Aber wie erwähnt: Glücklicherweise gibt es mehrere Schwierigkeitsgrade, die es euch ermöglichen, das Spieltempo und die Komplexität anzupassen. Ein Tutorial hilft dabei, die Grundlagen zu verstehen, auch wenn es etwas oberflächlich bleibt und euch nicht die Tiefe des taktischen Denkens beibringt, die später erforderlich ist. Euer bester Freund ist übrigens das schnelle Speichern. Ich kann es nicht genug betonen: Nutzt dieses Feature ausgiebig!

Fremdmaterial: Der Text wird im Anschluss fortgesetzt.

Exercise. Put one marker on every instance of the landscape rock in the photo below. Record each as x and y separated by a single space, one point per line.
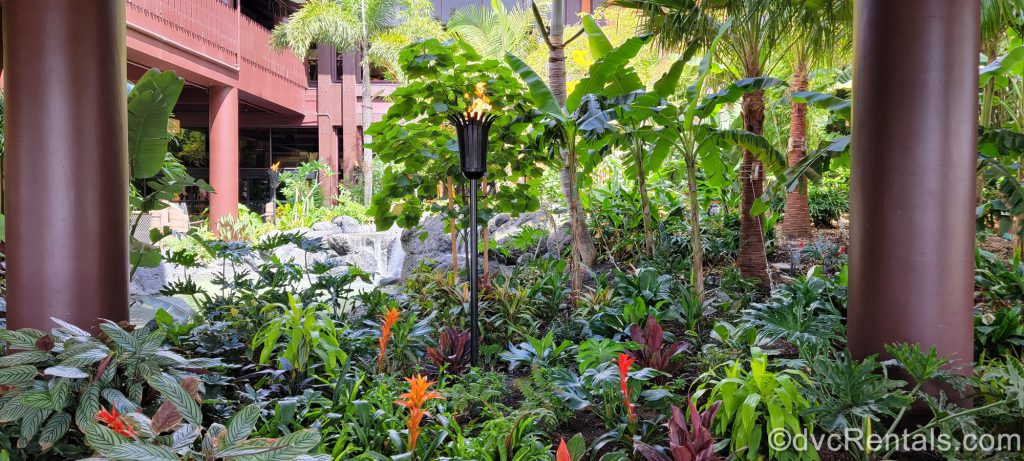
338 244
326 227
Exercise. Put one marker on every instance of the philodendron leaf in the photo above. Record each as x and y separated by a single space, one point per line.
175 393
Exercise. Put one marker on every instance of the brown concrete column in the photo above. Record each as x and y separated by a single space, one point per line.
67 162
914 128
223 153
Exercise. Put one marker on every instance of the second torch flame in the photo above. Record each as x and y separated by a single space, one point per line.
479 102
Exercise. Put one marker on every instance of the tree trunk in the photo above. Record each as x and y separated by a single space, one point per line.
368 118
584 251
797 221
752 259
644 202
696 243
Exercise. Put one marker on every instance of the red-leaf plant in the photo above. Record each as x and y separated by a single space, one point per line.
452 350
686 444
653 353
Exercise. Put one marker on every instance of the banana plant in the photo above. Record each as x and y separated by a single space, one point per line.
1000 145
577 129
151 101
693 132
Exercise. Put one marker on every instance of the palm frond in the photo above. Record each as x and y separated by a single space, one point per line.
325 22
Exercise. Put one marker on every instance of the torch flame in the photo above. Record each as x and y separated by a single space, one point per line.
480 103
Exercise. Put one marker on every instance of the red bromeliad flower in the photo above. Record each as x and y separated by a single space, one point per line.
414 400
114 421
563 452
388 319
625 361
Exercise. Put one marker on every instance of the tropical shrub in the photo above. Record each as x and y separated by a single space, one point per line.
135 436
691 442
652 351
60 378
757 403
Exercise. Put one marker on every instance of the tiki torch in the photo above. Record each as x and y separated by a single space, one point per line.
472 128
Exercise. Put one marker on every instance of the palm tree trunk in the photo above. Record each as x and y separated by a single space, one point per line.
644 201
797 221
752 259
368 118
696 243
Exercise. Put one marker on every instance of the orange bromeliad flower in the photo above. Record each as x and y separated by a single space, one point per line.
414 400
625 361
563 452
114 421
388 319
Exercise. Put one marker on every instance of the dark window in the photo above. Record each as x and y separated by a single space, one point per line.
294 145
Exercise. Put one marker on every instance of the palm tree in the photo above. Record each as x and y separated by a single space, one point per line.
753 46
821 33
584 250
495 32
365 27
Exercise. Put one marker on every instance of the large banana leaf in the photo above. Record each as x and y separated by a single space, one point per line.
608 70
696 88
150 106
667 85
1009 63
543 98
824 100
817 162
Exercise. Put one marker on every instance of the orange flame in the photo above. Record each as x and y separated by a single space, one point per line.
563 452
414 400
479 102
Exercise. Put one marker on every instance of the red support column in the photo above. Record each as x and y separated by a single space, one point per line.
914 129
67 162
223 154
329 111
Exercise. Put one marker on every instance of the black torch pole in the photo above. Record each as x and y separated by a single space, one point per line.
474 332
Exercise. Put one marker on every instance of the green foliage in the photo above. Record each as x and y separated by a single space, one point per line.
293 335
757 402
420 149
828 199
807 313
846 391
66 375
538 352
218 442
998 333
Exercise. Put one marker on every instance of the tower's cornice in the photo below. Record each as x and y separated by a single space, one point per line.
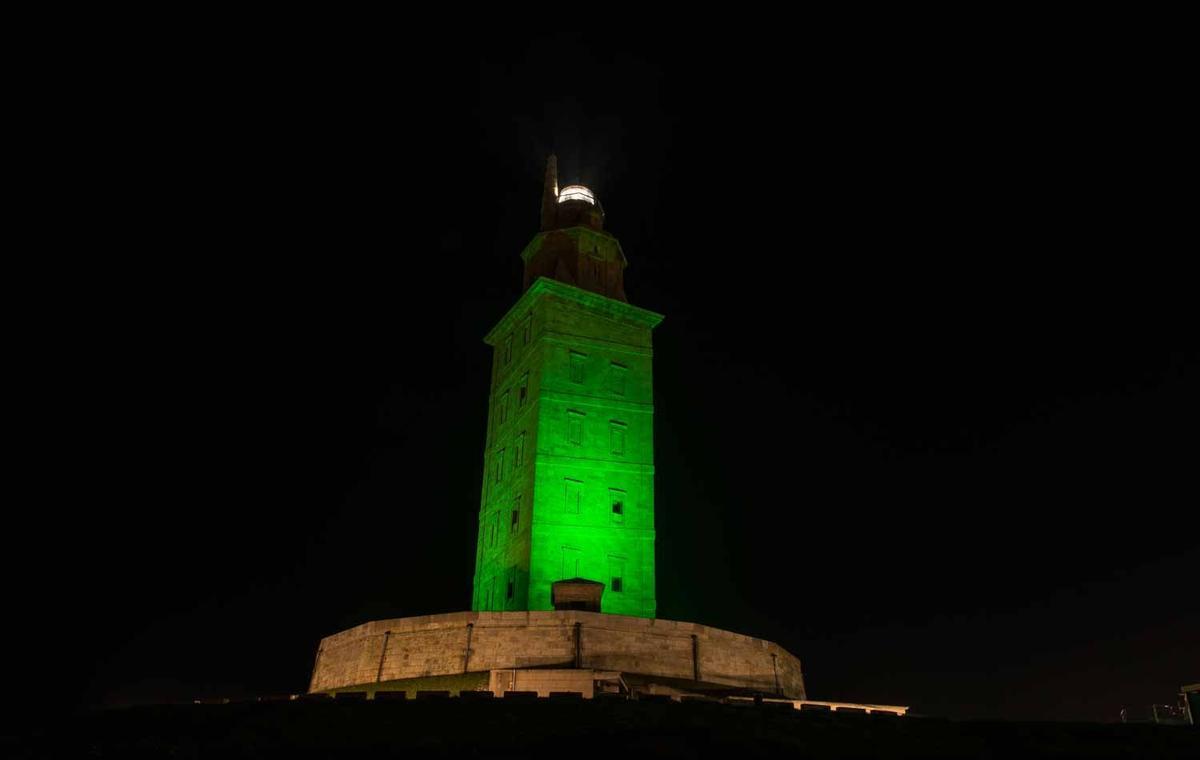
605 306
575 233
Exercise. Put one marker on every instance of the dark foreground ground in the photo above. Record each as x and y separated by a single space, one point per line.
564 730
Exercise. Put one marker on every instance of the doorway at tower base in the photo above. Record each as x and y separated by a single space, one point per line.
677 656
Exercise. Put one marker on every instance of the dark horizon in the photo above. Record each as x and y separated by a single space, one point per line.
924 392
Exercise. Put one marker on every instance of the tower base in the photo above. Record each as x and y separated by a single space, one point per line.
540 650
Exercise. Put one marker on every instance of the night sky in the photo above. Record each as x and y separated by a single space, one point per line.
925 392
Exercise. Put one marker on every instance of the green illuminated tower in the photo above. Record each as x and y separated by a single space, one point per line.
569 464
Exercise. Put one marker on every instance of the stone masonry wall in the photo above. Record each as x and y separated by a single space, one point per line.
435 645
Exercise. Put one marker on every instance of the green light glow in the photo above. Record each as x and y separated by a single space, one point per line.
571 454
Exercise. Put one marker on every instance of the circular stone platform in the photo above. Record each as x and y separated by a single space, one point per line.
675 656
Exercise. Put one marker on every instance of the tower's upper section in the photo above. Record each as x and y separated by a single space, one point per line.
573 246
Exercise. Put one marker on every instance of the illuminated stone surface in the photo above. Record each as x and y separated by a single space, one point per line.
437 645
569 465
568 494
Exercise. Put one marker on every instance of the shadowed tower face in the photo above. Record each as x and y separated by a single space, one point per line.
569 464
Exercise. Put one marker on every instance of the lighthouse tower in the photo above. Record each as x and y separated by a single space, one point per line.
568 494
563 597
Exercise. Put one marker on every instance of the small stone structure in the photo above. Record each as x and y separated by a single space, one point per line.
651 656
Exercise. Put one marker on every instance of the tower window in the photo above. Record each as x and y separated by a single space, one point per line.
575 428
617 373
573 496
617 573
617 501
577 360
617 437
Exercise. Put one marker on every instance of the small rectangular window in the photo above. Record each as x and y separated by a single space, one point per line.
575 428
571 561
577 360
617 502
617 574
617 373
617 437
574 490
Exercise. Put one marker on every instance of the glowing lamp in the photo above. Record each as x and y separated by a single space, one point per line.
576 192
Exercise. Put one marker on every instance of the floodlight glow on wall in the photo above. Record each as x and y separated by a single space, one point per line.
576 192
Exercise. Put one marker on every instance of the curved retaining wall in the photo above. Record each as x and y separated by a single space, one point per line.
438 645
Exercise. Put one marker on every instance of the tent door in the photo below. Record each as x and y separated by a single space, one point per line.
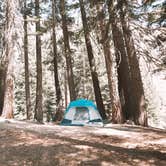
81 115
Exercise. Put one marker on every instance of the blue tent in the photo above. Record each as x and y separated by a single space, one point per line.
82 112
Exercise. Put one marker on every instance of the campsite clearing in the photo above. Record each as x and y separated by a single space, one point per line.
30 144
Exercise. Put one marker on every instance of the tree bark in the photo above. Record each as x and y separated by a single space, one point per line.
58 115
140 114
117 116
97 91
124 77
26 58
2 87
70 76
38 108
11 10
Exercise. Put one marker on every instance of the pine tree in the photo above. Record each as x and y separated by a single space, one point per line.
10 40
70 76
115 101
26 58
38 108
94 74
58 114
140 114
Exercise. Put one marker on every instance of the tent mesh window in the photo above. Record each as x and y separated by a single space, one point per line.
82 114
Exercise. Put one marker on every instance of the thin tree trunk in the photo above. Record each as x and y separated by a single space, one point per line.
38 108
70 76
58 114
94 74
11 10
117 116
26 58
140 114
2 86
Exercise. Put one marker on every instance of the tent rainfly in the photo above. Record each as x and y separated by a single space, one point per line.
82 113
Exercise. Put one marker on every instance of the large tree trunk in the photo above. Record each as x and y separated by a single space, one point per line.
27 87
58 115
70 76
38 108
11 10
140 114
94 74
117 116
124 78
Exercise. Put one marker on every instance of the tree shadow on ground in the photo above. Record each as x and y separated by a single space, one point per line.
138 129
32 148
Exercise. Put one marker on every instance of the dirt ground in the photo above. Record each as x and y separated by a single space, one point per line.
30 144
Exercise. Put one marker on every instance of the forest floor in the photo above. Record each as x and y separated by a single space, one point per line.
30 144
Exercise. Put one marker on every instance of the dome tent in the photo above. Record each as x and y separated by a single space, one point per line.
82 112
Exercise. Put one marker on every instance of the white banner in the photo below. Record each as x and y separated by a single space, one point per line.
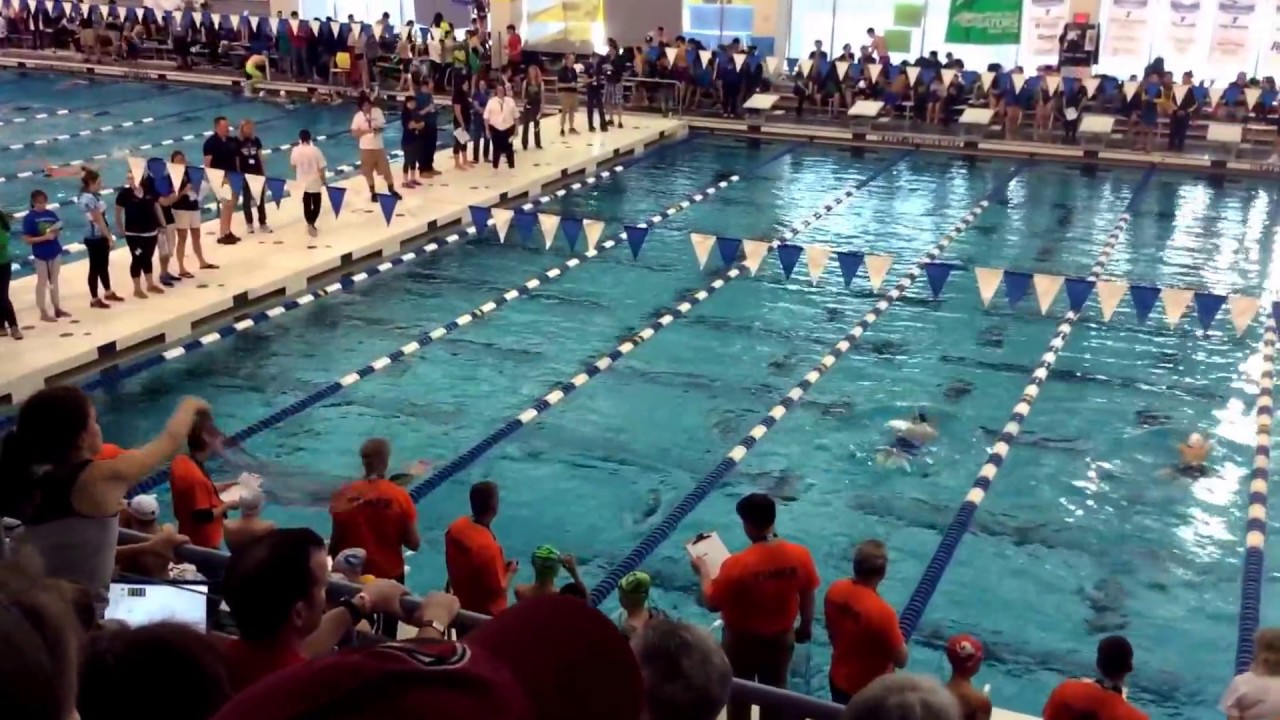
1042 24
1232 31
1125 31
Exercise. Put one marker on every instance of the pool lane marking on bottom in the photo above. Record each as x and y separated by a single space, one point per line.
430 337
635 340
1252 575
955 532
702 491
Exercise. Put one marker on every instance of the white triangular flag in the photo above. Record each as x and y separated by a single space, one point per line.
502 220
1110 294
988 281
1243 310
817 258
1046 288
702 246
592 231
754 250
549 223
877 267
1175 304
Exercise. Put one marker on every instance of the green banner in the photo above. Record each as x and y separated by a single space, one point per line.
984 22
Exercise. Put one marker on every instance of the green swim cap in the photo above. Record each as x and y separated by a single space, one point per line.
636 583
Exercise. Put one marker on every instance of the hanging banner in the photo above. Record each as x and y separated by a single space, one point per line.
1232 31
1125 30
1042 26
984 22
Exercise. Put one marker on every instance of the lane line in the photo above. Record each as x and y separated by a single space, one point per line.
955 532
702 491
1253 573
636 338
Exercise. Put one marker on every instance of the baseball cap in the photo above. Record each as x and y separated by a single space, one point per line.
145 507
964 652
545 659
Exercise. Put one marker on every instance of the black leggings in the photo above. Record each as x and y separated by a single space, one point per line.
142 249
99 264
311 208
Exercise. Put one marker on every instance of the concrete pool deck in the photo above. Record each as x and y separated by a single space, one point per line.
283 264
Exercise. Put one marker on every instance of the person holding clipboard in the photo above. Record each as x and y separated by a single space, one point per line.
759 593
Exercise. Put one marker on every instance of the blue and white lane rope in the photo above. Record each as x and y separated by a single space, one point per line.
635 340
1256 525
955 532
702 491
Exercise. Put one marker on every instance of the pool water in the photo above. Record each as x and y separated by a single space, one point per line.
1082 534
177 112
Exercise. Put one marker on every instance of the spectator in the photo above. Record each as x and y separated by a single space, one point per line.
179 665
903 697
964 654
1255 695
479 574
68 502
865 641
686 677
275 589
250 525
759 593
376 515
549 659
1102 698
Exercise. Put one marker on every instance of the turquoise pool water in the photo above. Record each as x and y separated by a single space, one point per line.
1082 533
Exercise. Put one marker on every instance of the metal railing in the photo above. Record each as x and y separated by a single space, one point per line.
211 563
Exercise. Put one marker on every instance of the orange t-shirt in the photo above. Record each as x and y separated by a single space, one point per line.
758 589
864 634
375 515
1074 698
193 492
476 566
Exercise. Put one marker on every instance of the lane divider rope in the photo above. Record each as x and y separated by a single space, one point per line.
702 491
1256 520
955 532
635 340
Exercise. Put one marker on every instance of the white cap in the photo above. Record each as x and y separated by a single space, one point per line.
145 507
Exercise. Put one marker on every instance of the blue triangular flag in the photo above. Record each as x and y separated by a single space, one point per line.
849 264
635 238
336 195
728 247
275 186
572 229
1078 291
387 201
480 217
937 274
524 223
1016 286
1207 306
1143 300
789 255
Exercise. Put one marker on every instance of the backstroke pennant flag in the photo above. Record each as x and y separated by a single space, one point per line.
703 244
984 22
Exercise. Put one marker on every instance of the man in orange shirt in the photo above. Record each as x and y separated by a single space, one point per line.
479 574
759 593
1101 698
376 515
865 641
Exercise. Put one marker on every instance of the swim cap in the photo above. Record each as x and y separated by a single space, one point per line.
635 583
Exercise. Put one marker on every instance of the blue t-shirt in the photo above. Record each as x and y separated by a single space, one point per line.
37 223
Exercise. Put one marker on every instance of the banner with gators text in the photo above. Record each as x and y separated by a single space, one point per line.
984 22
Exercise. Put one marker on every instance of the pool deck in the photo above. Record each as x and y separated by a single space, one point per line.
283 264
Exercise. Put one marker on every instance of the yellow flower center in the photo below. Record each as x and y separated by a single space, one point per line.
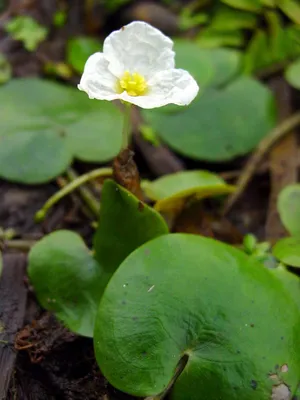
134 84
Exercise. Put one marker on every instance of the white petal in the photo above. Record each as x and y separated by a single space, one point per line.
97 81
175 86
138 47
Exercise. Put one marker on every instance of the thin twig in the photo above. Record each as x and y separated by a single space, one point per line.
76 183
23 245
265 145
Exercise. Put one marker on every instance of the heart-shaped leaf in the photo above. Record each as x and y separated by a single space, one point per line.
67 278
287 251
42 133
288 205
172 191
220 124
125 223
189 302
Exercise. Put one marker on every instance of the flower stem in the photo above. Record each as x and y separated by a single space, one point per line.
76 182
126 126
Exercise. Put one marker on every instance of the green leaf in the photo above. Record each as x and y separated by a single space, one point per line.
60 18
291 8
290 281
220 124
292 74
68 280
288 205
228 19
210 38
246 5
257 55
210 67
79 49
5 69
287 251
27 30
185 298
172 191
40 137
125 223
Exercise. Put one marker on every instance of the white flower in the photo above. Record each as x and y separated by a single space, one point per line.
138 66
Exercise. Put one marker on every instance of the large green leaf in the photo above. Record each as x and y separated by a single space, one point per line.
247 5
210 67
185 296
288 205
68 280
45 125
125 223
291 8
172 191
211 38
220 124
227 19
287 251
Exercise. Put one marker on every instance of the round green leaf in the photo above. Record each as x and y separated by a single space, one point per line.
125 223
185 296
66 277
171 191
79 49
210 67
34 156
292 74
220 124
287 251
41 134
288 205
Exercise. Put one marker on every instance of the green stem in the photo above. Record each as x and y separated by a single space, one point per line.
76 182
126 126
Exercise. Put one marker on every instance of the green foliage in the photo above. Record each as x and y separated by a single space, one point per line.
292 74
27 30
247 5
68 279
258 250
287 251
210 67
220 124
5 69
288 205
79 49
172 191
125 223
113 5
189 296
60 18
43 132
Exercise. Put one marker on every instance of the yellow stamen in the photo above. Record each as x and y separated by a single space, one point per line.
134 84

Fazit: Eine gelungene Rückkehr
Commandos: Origins ist eine würdige Hommage an die Klassiker und bietet alles, was Fans der Reihe erwarten: anspruchsvolle Missionen, taktisches Gameplay und eine authentische Weltkriegsatmosphäre. Die modernisierte Steuerung und die detailreiche Präsentation machen das Spiel zugänglich für eine neue Generation von Spieler:innen, während die komplexen Herausforderungen Veteranen das vertraute Gefühl von Spannung und Belohnung zurückbringen.
Dennoch gibt es kleinere Schwächen, wie eine gelegentlich überladene Steuerung und ein strammer Schwierigkeitsgrad. Für Fans der Serie ist Commandos: Origins aber eine klare Empfehlung – eine Rückkehr zu den Wurzeln, die mit moderner Technik aufpoliert wurde und das Herz jedes Taktik-Fans höherschlagen lässt. Es ist nicht perfekt, aber ein Schritt in die richtige Richtung für eine Marke, die eine solche Rückkehr verdient hat.